I mentioned Tranquility By Tuesday. I’ve shouted it out before, because although author Laura Vanderkam has become a friend over the years she’s also my absolute using-time-the-way-I-want-to mentor and guru, and the woman who taught me that I’m never too busy to do the things I actually want to do—which has helped me to remember that I’m always making choices, so—as alluded to above—better to make the choices myself than let others do it for me. This book offers nine rules for changing your relationship with your time, and I love them. The one I mentioned—effortful fun before effortless fun—is a mantra I’ll come back to every evening and weekend for the rest of my life. I just finished it and I appreciated every word.
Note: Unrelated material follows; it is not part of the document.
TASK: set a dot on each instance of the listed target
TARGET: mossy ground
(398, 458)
Have you had a Tootsie Pop lately? I can now walk straight to them in the two highway rest stops I frequent. (That’s not a thing for most people, is it? Oh well.) A perfect, long-lasting treat for a drive, although you’ll come out of it with a sore tongue. I’m so into them at the moment that I put them in Playing the Witch Card, too.

Currently reading:

FICTION: About-to-finish: Back in a Spell, Lana Harper. If you like a small witchy town with lots of steam and all kinds of romance, this series is for you (as it is for me). The Start-up Wife. This one’s giving Tomorrow and Tomorrow and Tomorrow, but I’m not deep enough in to know what’s coming. Chick Magnet by Emma Barry (thank you, NYT Romance columnist Olivia Waite, I bought all of these recs. Paywall, you should pay but if you can’t, do add Georgie, All Along by Kate Clayborn, Sorry, Bro by Taleen Voskuni and Midnight Duet by Jen Comfort to your #tbr like I did). Definitely will finish Passing, by Nella Larsen. I may be letting Babel go.

NON-FICTION: The front-runner for actually finishing: The Antidote: Happiness for People Who Can’t Stand Positive Thinking by Oliver Burkeman. I’m still reading the others but probably won’t go back to them until I wrap this one.

Whatcha reading? Come chat. And if anyone’s read an advance of either Romantic Comedy by Curtis Sittenfeld or I Have Some Questions for You by Rebecca Makkai, COME CHAT NOW. I must discuss.